Ieri mi sei venuto in mente tre volte, e sempre per motivi di donne, e alla fine della giornata grazie a te ho fatto due buone azioni, e ritrovato un ricordo dimenticato.

La prima al semaforo, mentre si avvicinava il lavavetri, e pensando a te devo aver assunto un’espressione così arcigna che quello si è dirottato sull’auto accanto, dove c’era giovane mamma, che poi si stava quasi per mettere a piangere, perchè non aveva soldi per pagare il lavaggio, e allora io, sempre pensando a te, ho abbassato il finestrino, con voce sicura ho detto “ci penso io, signora!” e ho allungato l’euro al lavavetri, e tutto è andato a posto.
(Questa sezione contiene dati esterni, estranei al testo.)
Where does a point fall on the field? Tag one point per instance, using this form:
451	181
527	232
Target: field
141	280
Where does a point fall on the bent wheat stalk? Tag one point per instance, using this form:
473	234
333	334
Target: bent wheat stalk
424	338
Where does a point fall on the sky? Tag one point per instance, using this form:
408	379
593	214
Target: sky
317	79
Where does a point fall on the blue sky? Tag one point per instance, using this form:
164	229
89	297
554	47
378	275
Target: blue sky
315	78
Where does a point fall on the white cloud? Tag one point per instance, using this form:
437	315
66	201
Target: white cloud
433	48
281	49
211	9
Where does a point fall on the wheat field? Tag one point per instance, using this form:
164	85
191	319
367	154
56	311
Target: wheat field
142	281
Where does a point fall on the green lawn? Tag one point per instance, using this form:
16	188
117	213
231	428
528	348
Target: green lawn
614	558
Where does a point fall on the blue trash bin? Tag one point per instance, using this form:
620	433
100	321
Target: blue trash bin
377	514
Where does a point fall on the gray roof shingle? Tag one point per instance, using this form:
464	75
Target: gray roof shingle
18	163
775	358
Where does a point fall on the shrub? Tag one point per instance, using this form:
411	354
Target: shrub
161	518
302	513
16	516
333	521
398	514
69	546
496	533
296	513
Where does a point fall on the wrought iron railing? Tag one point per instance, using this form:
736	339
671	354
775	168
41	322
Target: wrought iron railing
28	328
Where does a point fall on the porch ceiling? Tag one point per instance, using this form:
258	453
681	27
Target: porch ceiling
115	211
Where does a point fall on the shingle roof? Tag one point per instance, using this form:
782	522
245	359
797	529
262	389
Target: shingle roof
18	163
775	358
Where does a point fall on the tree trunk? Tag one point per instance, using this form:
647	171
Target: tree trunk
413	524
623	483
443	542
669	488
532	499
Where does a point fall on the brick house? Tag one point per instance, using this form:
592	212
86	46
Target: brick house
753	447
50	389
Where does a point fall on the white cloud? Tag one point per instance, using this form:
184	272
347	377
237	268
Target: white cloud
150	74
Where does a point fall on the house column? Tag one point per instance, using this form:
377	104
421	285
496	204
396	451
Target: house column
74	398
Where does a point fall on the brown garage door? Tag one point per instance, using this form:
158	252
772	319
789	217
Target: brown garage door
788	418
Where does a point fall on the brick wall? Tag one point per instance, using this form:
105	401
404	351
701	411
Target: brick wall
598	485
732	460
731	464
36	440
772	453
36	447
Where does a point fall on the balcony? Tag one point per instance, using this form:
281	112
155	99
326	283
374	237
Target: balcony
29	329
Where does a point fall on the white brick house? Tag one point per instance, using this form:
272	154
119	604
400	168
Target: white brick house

La seconda verso sera, al supermercato, scaffale dei vini, una badante non più giovane con in mano una bottiglia di vino rosso da 2 euro mi chiede se me ne intendo, se è buono, e di nuovo mi sei venuto in mente, o per meglio dire ho sentito il tuo spirito entrare in me, diventare me,

e allora ho tirato fuori il cinque euro che avevo in tasca – da dieci minuti mi aggiravo non sapendo cosa prendere –  e le ho detto “prenda questo signora, e lo beva alla salute degli amici lontani” e così dicendo le ho tolto dalle mani il vinaccio, e le ho messo in mano e il 5 euro e un chianti da 7 euro, e le sone scese subito le lacrime, e per un quarto d’ora mi ha spiegato che non potrebbe bere alcolici, perchè prende delle medicine, e  io le ho detto che anche questa medicina, il buon vino, è indispensabile, a volte;

e infine rientrando a casa, nella mia via, mi è tornata in mente quella volta, due o tre anni fa, era estate, stavamo aiutando un amico a fare un trasloco, eravamo su un furgone tenuto insieme a fil di ferro e scotch,

parlavamo di tecniche maschili per sgamare le tipe che fingono gemiti e tensioni che in realtà sono sbadigli, e tu citasti un caso tipico:

hai presente Leone quando risali da sotto le lenzuola con la forza di un vulcano, e sei un eccello infuocato che piomba nel nido, e la scopri, la copri, la scopi, e lei geme e tutto quanto: eppure ha la freddezza, nel groviglio di membra, per afferrare il lenzuolo, e coprire!